Was mich von meinem Plan abgehalten hatte, den ich bereits ausführlich vorbereitet hatte, war vor allem der Gedanke: „Ich kann mich nicht umbringen, wenn ich nicht alles versucht habe, sodass es mir besser geht.“
Erstaunlicherweise kommen mir immer wieder neue Ideen, was ich noch als Stütze ausprobieren könnte. Aber es half mir auch, dass ich wusste, ich kann gehen, wann immer ich will.
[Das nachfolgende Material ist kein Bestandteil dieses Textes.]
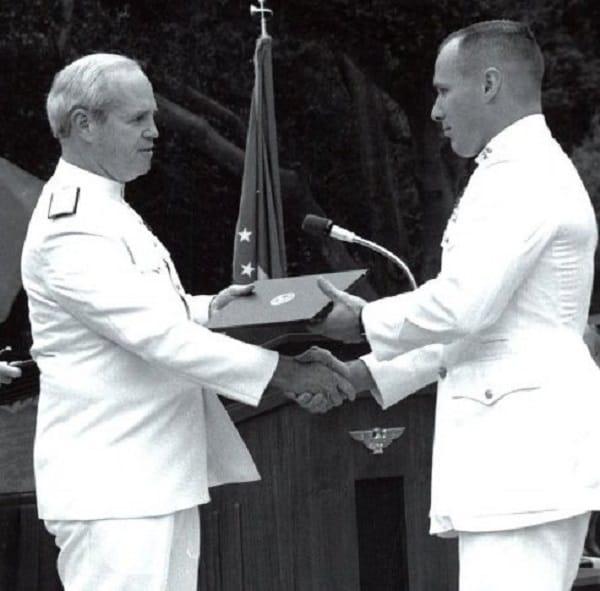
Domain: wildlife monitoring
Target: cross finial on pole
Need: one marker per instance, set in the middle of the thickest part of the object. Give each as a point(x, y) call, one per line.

Denn mein Plan war bzw. ist wasserdicht. Daraus erschloss ich mir, dass meine Suizidgedanken auch eine Schutzstrategie meiner Psyche sind. Sie sind mein Ausweg, der mich längere Zeiten der Depressivität und Perspektivlosigkeit aushalten lässt. Ab einem gewissen Punkt, den in im Artikel „Nicht jeder Mensch muss in die Psychiatrie“ erklärt habe, wird es auch für mich kritisch. Dann kommt manchmal nach ein paar Stunden, Tagen oder Wochen, in denen ich in Gedanken meinen Suizid durchgespielt habe, wieder mein Anker: „Ich kann mich nicht umbringen, wenn ich nicht alles versucht habe, sodass es mir besser geht.“
An diesem Punkt war ich damals noch nicht, als meine Suizidgedanken das erste Mal sehr drängend auftraten. Allerdings war ich zu der Zeit schon auffällig erkrankt und dadurch an das Helfer*innennetz angebunden. Ein großer Dank kommt dabei meiner damaligen Klassenlehrerin zu. Sie hatte mich auf meine Schwierigkeiten angesprochen und danach als erste Person Hilfe für mich in die Wege geleitet.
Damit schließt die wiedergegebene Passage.